そこで私は、NさんにDHEAサプリメントの摂取をすすめました。
すると血中濃度は改善し、その後わずか2周期目で妊娠となったのです。
さらに驚いた「2人目妊娠」
それから約2年後、Nさんは「2人目が欲しい」と、「不妊ルーム」に来院されました。
前回の経過がありましたので、まずDHEAを測定しました。
すると、やはり前回と同じように極端な低値だったのです。
そこで再度DHEAサプリメントを開始していただきました。
すると今度は、再検査を待つまでもなく、次の周期で妊娠となりました。
この経験から私は、Nさんは「DHEA欠乏症」とも言える状態だったのではないかと考えるようになりました。
DHEAは卵子の“元気”に関わる
DHEAは単なるホルモンではありません。
卵巣環境を整え、卵胞の成長を支える大切な役割を持っています。
卵子は毎月ゼロから作られるわけではありません。
何カ月も前から卵巣の中で育ち始め、少しずつ成熟していきます。
その過程では、十分なホルモン環境とエネルギー環境が必要です。
DHEAが不足すると、卵胞の発育が弱くなったり、卵子の質に影響を与えたりする可能性があります。
特に、
- 採卵しても成熟卵が少ない
- 受精率が低い
- 胚の成長が弱い
- 良好胚ができにくい
- 若いのにAMHが低い
このような方では、DHEA低値が隠れていることがあります。
もちろん、DHEAサプリを服用すればすぐに妊娠するという単純な話ではありません。
しかし、血中DHEA濃度が不足している方にとっては、突破口になる可能性があるのです。
年齢だけでは判断できない時代
妊活では、どうしても年齢ばかりに目が向きがちです。
しかし実際には、同じ32歳でも卵巣年齢やホルモン環境には大きな個人差があります。
逆に40代でもDHEAがしっかり保たれている方は、卵巣が比較的元気なこともあります。
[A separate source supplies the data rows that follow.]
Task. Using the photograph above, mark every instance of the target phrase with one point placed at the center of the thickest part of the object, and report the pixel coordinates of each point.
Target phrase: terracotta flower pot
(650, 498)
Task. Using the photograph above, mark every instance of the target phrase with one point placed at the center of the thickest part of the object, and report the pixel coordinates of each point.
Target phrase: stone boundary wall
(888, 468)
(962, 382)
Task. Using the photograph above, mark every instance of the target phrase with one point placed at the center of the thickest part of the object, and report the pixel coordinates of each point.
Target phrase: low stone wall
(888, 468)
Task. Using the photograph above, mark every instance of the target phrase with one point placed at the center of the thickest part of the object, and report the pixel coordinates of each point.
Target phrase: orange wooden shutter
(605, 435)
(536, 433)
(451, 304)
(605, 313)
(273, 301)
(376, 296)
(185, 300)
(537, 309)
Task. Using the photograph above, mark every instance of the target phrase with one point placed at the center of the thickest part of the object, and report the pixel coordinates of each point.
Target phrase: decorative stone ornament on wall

「不妊ルーム」においては、年齢だけを見るのではなく、「その方の体の中で何が起きているのか」を重視しています。
その中でDHEAは、非常に重要な指標のひとつです。
妊活は「不足を補う医療」
妊娠は奇跡のように見えて、実は非常に精密な体のバランスの上に成り立っています。
そして、そのバランスが少し崩れただけでも妊娠しにくくなることがあります。
もしDHEAが不足しているのであれば、それを適切に補うことで、本来持っていた妊娠力が回復することがあります。
Nさんの2回の妊娠は、私にそのことを強く教えてくれました。
「原因不明」と言われた方の中にも、実は“見逃されている不足”があるのかもしれません。
不妊治療とは、単に高度な医療を行うことだけではなく、その方の体に足りないものを丁寧に見つけ、整えていく医療なのだと思っています。